But due to Wellington’s skill as one of the masters of the genre, Finnegan’s tale is not just a rehashing of earlier novels. It is a true treatise on the hero’s journey, pulling deeply from the many levels and layers of the archetype, and elevating it above just another tired trope.
Not to say it doesn’t have its clichés: rapists, anarchists, road pirates dressed in wild garb and riding motorcycles. Yet Wellington manages to keep the narrative flowing and rises above the clichés.
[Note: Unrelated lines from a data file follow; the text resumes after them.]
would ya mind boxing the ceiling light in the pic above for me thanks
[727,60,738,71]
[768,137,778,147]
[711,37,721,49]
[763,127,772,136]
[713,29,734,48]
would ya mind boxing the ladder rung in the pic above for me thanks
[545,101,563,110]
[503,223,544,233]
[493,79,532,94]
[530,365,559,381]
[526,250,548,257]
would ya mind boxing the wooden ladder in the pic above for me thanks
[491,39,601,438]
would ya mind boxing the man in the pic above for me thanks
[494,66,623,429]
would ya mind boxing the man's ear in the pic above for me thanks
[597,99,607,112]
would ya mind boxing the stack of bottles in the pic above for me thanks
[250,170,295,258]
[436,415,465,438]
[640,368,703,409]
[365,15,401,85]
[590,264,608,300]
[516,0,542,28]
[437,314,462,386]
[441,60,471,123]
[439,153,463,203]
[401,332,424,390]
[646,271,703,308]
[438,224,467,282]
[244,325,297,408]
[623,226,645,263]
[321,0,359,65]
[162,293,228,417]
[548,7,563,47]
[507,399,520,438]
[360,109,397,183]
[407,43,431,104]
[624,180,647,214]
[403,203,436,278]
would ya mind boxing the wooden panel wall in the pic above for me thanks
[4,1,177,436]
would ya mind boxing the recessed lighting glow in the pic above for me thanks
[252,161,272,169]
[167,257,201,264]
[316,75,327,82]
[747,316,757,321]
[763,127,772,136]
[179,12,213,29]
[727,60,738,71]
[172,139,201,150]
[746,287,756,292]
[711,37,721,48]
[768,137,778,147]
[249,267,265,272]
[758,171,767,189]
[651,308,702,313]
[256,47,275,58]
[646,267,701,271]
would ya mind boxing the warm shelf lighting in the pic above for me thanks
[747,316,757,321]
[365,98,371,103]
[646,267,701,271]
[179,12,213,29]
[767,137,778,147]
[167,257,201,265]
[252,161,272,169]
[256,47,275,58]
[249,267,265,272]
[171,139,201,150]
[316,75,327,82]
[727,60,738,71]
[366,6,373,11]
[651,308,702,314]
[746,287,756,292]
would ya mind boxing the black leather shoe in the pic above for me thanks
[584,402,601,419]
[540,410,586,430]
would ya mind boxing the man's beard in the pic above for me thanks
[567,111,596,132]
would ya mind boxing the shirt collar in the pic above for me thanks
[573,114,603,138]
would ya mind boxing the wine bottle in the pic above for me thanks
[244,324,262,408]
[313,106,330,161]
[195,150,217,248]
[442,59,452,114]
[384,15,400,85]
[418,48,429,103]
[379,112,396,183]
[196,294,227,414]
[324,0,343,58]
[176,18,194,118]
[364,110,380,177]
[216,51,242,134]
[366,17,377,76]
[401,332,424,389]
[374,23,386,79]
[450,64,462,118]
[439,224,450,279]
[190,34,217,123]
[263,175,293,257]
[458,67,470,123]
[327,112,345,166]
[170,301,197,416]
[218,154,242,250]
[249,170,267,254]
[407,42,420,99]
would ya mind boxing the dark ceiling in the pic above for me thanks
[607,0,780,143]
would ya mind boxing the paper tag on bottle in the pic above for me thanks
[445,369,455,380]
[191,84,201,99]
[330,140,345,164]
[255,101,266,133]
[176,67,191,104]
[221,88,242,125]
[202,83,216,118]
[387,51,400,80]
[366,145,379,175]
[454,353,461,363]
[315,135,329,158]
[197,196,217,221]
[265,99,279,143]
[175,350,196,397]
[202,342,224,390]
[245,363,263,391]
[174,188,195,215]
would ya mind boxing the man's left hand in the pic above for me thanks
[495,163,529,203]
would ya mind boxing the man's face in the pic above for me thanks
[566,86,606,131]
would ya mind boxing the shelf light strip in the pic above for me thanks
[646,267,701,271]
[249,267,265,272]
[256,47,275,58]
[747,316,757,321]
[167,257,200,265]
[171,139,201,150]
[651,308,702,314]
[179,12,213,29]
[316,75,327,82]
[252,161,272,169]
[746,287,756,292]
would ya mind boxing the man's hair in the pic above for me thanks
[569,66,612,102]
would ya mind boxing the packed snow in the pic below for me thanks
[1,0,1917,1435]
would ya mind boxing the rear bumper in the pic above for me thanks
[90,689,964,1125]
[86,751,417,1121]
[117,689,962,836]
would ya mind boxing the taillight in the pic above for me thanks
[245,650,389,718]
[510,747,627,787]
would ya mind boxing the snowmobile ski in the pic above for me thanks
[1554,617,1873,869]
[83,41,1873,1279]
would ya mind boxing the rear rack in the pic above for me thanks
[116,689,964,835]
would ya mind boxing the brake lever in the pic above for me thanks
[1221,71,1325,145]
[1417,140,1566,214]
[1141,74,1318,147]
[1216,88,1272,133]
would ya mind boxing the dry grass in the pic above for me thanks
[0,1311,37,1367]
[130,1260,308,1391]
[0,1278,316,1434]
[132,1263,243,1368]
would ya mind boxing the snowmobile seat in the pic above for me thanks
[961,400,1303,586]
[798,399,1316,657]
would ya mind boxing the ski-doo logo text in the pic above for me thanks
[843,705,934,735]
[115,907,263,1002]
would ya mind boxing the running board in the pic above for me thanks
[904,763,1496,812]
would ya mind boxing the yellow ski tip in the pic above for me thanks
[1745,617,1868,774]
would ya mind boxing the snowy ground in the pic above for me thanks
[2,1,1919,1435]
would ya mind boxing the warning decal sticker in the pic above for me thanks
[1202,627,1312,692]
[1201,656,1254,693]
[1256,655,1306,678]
He gets the reader to care about Finn and keep turning each page to find out what is in store for the naive hero.
Fighting off enslavement, surviving the horrors of a post-apocalyptic government internment camp, setting out on his own without any knowledge of how to navigate a world that is ruled by brutality and self-preservation, Finn faces each struggle and obstacle with a constant optimism that if he just hangs on, just keeps going, he will get to a place, someplace, that will allow him to finally be free.
Unfortunately for Finn there is a lot of death, betrayal, and heartbreak to go along with his basic struggle for survival. He has to learn, live, and love before he can truly end up where he believes he is destined to be.
Wellington’s Positive does not break any new ground, but the ground it does break is well worth walking with him if the reader is a fan of the post-apocalyptic genre or just a fan of a good novel about a soul that refuses to give in, to give up, and let the world bring it down.
It is a longer novel than Wellington’s other works, but feels shorter due to the page-turning action and vivid characters the author creates. Positive is an excellent novel for those just starting to explore the post-apocalyptic genre while also a satisfying read for the diehard fans out there that are well versed in the worlds of zombies and the end of the world as we know it.